Hybrid Locking & Synchronization
Fast-path optimistic locking with fallback to pessimistic RW locks under contention
Intro
Today’s paper is Scalable and Robust Latches for Database Systems by Jan Böttcher, Viktor Leis, Jana Giceva, Thomas Neumann and Alfons Kemper. In it, the authors who are also part of the Umbra DB team propose a hybrid lock, a locking implementation that starts off optimistically and only falls back to a pessimistic shared mode locking when needed.
Since a general DBMS should support various kinds of workloads (read-heavy, write-heavy, hybrid), there are certain must-haves and nice-to-haves that locks used should have according to the authors:
- fast and scalable: Locking and unlocking should be fast in cases where there is no contention (no other thread is waiting or currently accessing the item) or very little contention (the critical section is short). Such locks must support both coarse-grained locking e.g. for an entire table and fine-grained locking e.g. for nodes in a b-tree or buckets in a hash table.
- effortless integration with the query engine: In the authors’ case, since they compile queries, the locks used should be able to be compiled quickly into efficient machine code while avoiding external function calls.
- space efficient: Locks should ‘not waste unreasonable amount of space’.
For example, the
pthread_mutex_t
provided by some OSs requires 64 bytes “because of binary compatibility with programs that were compiled against ancient implementations that had to be 64 bytes)” [2]. In my system,pthread_mutex_t
takes up 40 bytes.
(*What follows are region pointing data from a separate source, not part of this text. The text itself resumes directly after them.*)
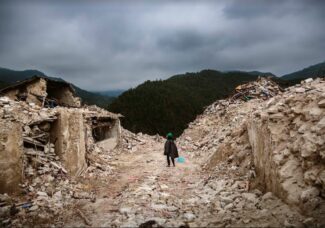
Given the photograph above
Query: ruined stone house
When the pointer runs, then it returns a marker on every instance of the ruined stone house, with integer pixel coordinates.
(38, 137)
(43, 92)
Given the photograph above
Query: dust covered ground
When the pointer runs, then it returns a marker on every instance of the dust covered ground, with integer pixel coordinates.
(144, 190)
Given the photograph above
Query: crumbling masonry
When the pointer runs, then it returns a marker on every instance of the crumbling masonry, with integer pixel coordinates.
(37, 139)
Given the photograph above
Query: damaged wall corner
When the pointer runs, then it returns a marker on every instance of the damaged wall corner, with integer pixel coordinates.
(11, 150)
(68, 136)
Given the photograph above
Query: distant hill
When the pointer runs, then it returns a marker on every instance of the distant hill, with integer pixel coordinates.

Space-efficient locks (1 byte, 4 bytes) tie into the first point since they allow for fine-grained locking. - graceful contention handling: If two or more threads want to modify the same item concurrently, all but one will have to wait for their turn. The approach used in such contention handling should have minimal to no overhead in cases where there is little contention (such as read-only settings). Threads waiting for their turn should do so quietly i.e. without expending resources. Those threads that want to opt out e.g. user-initiated query cancellation should be able to do so.
Different Locks for Different Folks: OS Mutexes and Spinlocks
One way of ticking all the above boxes would be to use different locks in different scenarios. This is what pre-2015 Webkit did where they picked either a spinlock or an OS mutex based on the situation [2].
Spinlocks are easy to implement and integrate into a query engine; they can be optimized for low space overhead and have fast lock/unlock under no contention. However, even with some contention, spinlocks end up being quite inefficient:
The simplest spinlocks will make contending threads appear to be very busy and so the OS will make sure to schedule them. This will waste tons of power and starve other threads that may really be able to do useful work. A simple solution would be to make the spinlock sleep – maybe for a millisecond – in between CAS attempts. This turns out to hurt performance on real code because it postpones progress when the lock becomes available during the sleep interval. Also, sleeping doesn’t completely solve the problem of inefficiency when spinning - Locking in WebKit, Filip Pizlo
On the other hand, OS mutexes handle contention quite efficiently since they are able to suspend threads that are waiting allowing for those doing ‘actual’ work to be scheduled in. Unfortunately, they have high space overhead and are rather slow under little to no contention.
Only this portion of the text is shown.